Canada is taking its ongoing dispute with the United States over softwood lumber to a North American Free Trade Agreement (NAFTA) appeal panel.

The move comes as both countries return to the bargaining table this week, along with Mexico, for contentious talks aimed at revising NAFTA.

A letter from a Canadian lawyer was sent Tuesday to the American NAFTA secretariat in Washington, D.C., requesting a panel review “in regard to the final determination of the U.S. Department of Commerce in the countervailing duty investigation of softwood lumber from Canada.”

In a written statement, Canada’s Foreign Affairs Minister, Chrystia Freeland, said Tuesday that Canada will “forcefully defend Canada’s softwood lumber industry.”

Canada’s challenge comes under section 19 of NAFTA, one of the sections that U.S. President Donald Trump is trying to remove from the agreement as the trilateral trade pact is in the process of being renegotiated.

Canadian softwood lumber producers have previously paid about $500 million in countervailing and antidumping duties since the U.S. Department of Commerce ruled last spring that Canada was unfairly subsidizing its softwood industry and selling wood into the U.S. at unfairly low rates.

The main issues stem from the fact that most Canadian softwood is on Crown land and producers pay stumpage fees, set by provincial governments, for the right to harvest the wood. The U.S. Lumber Coalition alleges these fees are deliberately set too low and represent an unfair subsidy to Canadian producers.

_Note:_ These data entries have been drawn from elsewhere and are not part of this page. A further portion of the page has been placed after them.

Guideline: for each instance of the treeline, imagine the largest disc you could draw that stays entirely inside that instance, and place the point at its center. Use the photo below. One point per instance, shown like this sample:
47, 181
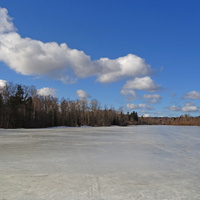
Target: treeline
184, 120
22, 107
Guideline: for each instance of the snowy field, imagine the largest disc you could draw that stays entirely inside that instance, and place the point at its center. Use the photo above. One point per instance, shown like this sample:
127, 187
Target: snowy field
106, 163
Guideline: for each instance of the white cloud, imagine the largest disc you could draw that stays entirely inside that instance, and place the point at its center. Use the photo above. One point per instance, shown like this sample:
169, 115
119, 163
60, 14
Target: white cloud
130, 93
3, 83
174, 108
46, 91
5, 21
140, 106
144, 83
192, 95
188, 107
82, 94
152, 98
132, 106
33, 57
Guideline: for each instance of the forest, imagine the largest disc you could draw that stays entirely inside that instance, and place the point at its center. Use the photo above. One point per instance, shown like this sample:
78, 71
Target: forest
22, 107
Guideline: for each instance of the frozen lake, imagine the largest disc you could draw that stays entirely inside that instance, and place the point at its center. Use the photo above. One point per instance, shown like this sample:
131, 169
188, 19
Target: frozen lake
106, 163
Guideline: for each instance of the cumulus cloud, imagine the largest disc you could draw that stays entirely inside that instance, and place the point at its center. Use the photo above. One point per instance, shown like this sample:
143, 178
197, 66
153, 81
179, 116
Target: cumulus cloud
188, 107
82, 94
152, 98
3, 83
33, 57
192, 95
142, 83
132, 95
5, 21
46, 91
140, 106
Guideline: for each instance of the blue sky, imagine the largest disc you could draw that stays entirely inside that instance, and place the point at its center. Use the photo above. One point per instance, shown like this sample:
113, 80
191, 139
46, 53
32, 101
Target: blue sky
140, 55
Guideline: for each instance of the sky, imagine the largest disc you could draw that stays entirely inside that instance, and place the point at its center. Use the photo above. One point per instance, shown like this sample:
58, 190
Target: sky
135, 55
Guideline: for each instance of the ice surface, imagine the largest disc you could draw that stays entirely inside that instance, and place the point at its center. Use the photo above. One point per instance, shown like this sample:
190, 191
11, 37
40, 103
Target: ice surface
106, 163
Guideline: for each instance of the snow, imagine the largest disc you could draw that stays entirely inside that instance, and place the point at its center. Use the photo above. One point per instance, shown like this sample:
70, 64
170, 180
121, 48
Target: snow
101, 163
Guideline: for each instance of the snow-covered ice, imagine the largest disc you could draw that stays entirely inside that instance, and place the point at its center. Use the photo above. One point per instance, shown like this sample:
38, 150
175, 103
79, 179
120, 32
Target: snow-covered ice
102, 163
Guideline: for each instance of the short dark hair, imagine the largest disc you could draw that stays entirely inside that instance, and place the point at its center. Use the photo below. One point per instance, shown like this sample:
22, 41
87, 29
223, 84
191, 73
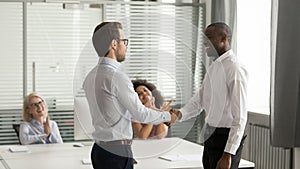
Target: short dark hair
104, 33
159, 100
224, 28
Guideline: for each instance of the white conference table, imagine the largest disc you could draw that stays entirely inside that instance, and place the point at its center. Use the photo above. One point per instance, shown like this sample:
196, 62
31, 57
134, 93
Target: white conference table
148, 154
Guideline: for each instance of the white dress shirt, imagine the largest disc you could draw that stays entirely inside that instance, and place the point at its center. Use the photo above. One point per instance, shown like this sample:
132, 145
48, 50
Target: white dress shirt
223, 97
31, 132
114, 103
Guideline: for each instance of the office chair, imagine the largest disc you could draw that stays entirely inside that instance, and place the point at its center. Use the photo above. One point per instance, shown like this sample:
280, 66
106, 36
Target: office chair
16, 127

Canada has won several NAFTA challenges over similar softwood issues in the past. Earlier in November, the U.S. government made final decisions about the amount of duty that would be charged on Canadian softwood, with the final total averaging about 21 per cent, down from almost 27 per cent in an initial decision.

Canada and the U.S. have battled over softwood lumber for decades and the disputes have been before both NAFTA and the World Trade Organization (WTO) multiple times. Canada has won almost all of those challenges, and even in cases where Canada was found to be subsidizing its industry, NAFTA panels or the WTO have said the subsidy was so minimal it had no impact on U.S. producers.

However, it wasn’t clear whether Canada would take that route again in the midst of difficult NAFTA renegotiations, particularly given the U.S. objective to eliminate Chapter 19 altogether. Chapter 19 establishes a panel of five arbiters, agreed upon by both countries, who will decide if the duties meet U.S. law. Without that mechanism, Canada would have to use the U.S. court system to make such a challenge.

A Canadian government official said Tuesday that Canada could decide to take its case to the WTO as well, in addition to the NAFTA challenge. Canada and the United States are attempting to negotiate a new softwood deal that would dictate how much wood Canada can sell to the U.S. The last softwood lumber deal between the countries expired two years ago.